Mi hija tiene poco más de un año de nacida, aunque tiene casi dos en estado de existencia orgánica, y quizá no tiene ninguno con conciencia propia (según dicen los especialistas). La pregunta interesante es sobre qué edad tiene entonces, desde cuándo comienza su configuración dentro del todo que rige lo que hacemos y pensamos. ¿Fue acaso en su nacimiento violento, o fue en su preconfiguración como un pequeño sueño en pláticas melosas de pareja, o existe desde tiempos inmemorables como un instinto de conservación animal impreso en la huella genética? No lo sé. Por otra parte, ¿existe solamente por el acto de respirar, o se condiciona a ser reconocida por nosotros, su estirpe, como una entidad habilitada para vivir, o es hasta el reconocimiento legal de sus derechos, o la mayoría de edad, o es el apartado psicológico de la inteligencia? Dónde comienza realmente una persona. Dónde acaba.

El hecho es que el tiempo, lo que sea aquella idea del paso de la realidad de un estado a otro, ocurre, pasa, se transfigura en opciones y consecuencias lógicas de condiciones preexistentes. Incluso el albedrío contenido en pequeños rieles donde lo posible se limita a situaciones específicas. Mi hija crece, cambia, día con día. Hoy tiene un truco nuevo que no podía imaginar el día anterior, acumula experiencias, recuerdos, maneras de integrar e interpretar pequeñas experiencias que se redefinen en significancia y en comunicación con su entorno. No parece detenerse, aunque a veces es un proceso lento, casi inapreciable. Hay cosas que ya no hace, hay pillerías que se le han olvidado, y nos damos cuenta sólo al recordarlo, al forzarnos a hurgar entre memorias para comparar el presente con el entonces.

Pero no importa. La vitalidad del ahora difumina los rastros del ayer.

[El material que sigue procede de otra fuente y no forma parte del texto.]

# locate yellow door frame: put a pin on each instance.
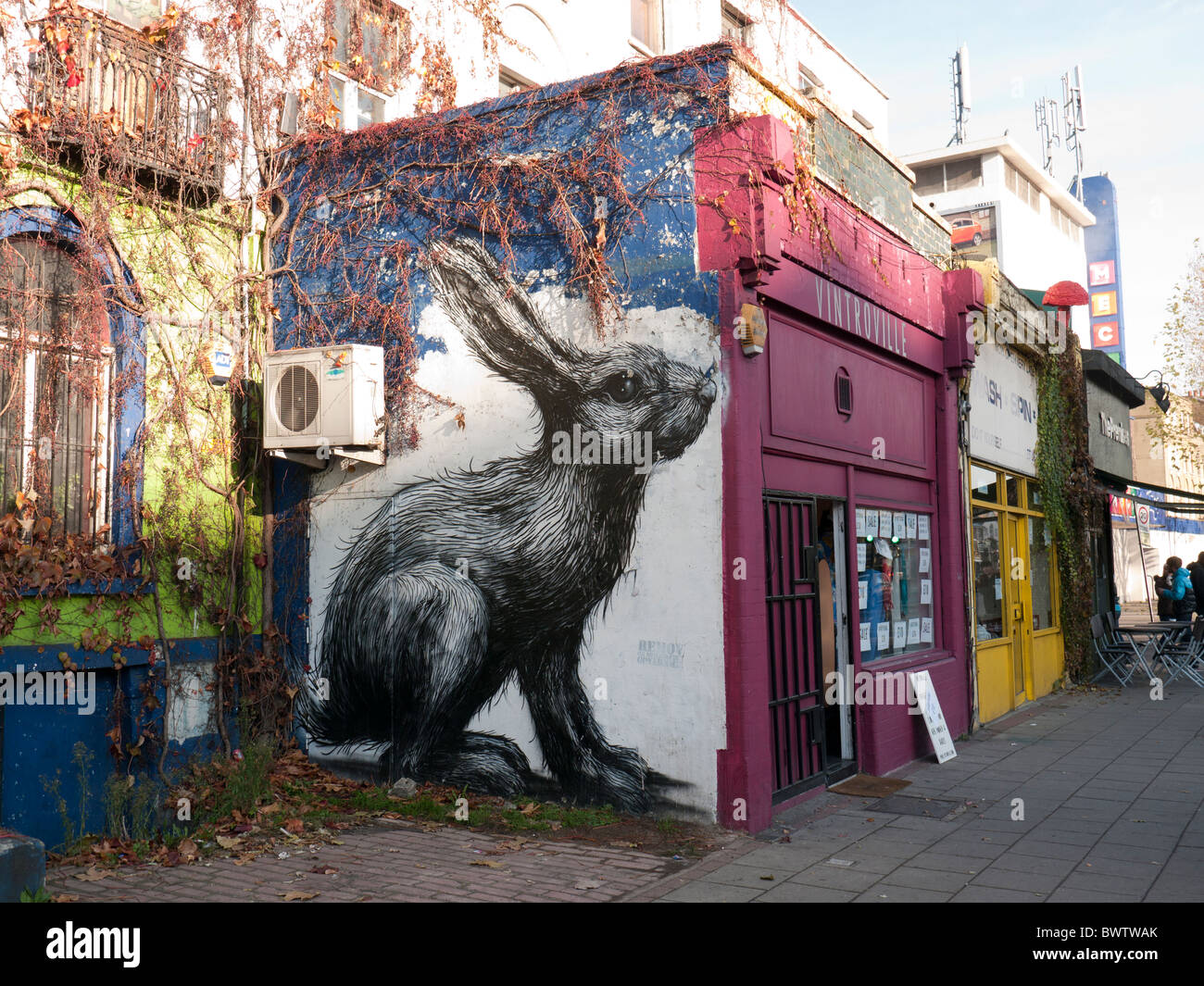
(1014, 500)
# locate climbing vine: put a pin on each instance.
(1070, 497)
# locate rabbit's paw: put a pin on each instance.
(621, 778)
(483, 762)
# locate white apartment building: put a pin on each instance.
(1003, 206)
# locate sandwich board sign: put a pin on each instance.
(934, 718)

Elegimos el momento en el que preferimos ocurrir, sea en la ansiedad del futuro y sus raíces etéreas, sea la abotargada nostalgia de lo ya sucedido, o esa extraña manera de vivir un segundo después de que todo ya ha pasado, el incomprensible presente. Somos conscientes del tiempo una vez que ha ocurrido, siempre corriendo detrás de los hechos. Imagino el porvenir y sus manifestaciones licuadas con la fantasía ante las probabilidades. Hay tantas vidas que he perfeccionado con la calma del ebanista sobre mi hija, y sin embargo, me maravilla la curiosidad de descubrir sus propias acciones, su manera de ordenar el caos que la rodea. Como cualquier anciano de otro siglo, tengo expectativas, pero por el momento no me aferro a ninguna de ellas. Quizá algún par de años adelante las cosas sean de manera distinta. Me limito a descubrir los pequeños detalles y las figuras que se componen con sus breves compuestos.

La niña crece, desarrolla habilidades, comienza a manifestar su propia personalidad; claro, todo partiendo de la experiencia que se le ha entregado de manera previa, aunque modificada. Ahora mido el tiempo sobre la noción de esos cambios, sobre el reconocimiento de cosas que ya no ocurren, que ya no son como lo fueron. El tiempo se ha convertido en recuerdos de una vida ajena que se va transfigurando en sí misma, semejante a las olas de un mar extraño que va descubriendo las costas. Luego el silencio, el dejar ir, el mantenerse de pie a la espera de una carta que traerá el destino o la casualidad. Respiro con cautela, no sé cuándo se aceleran o derrumban los recuerdos, ni dónde se conservan de manera incorruptible. El horizonte no se mueve nunca de su sitio.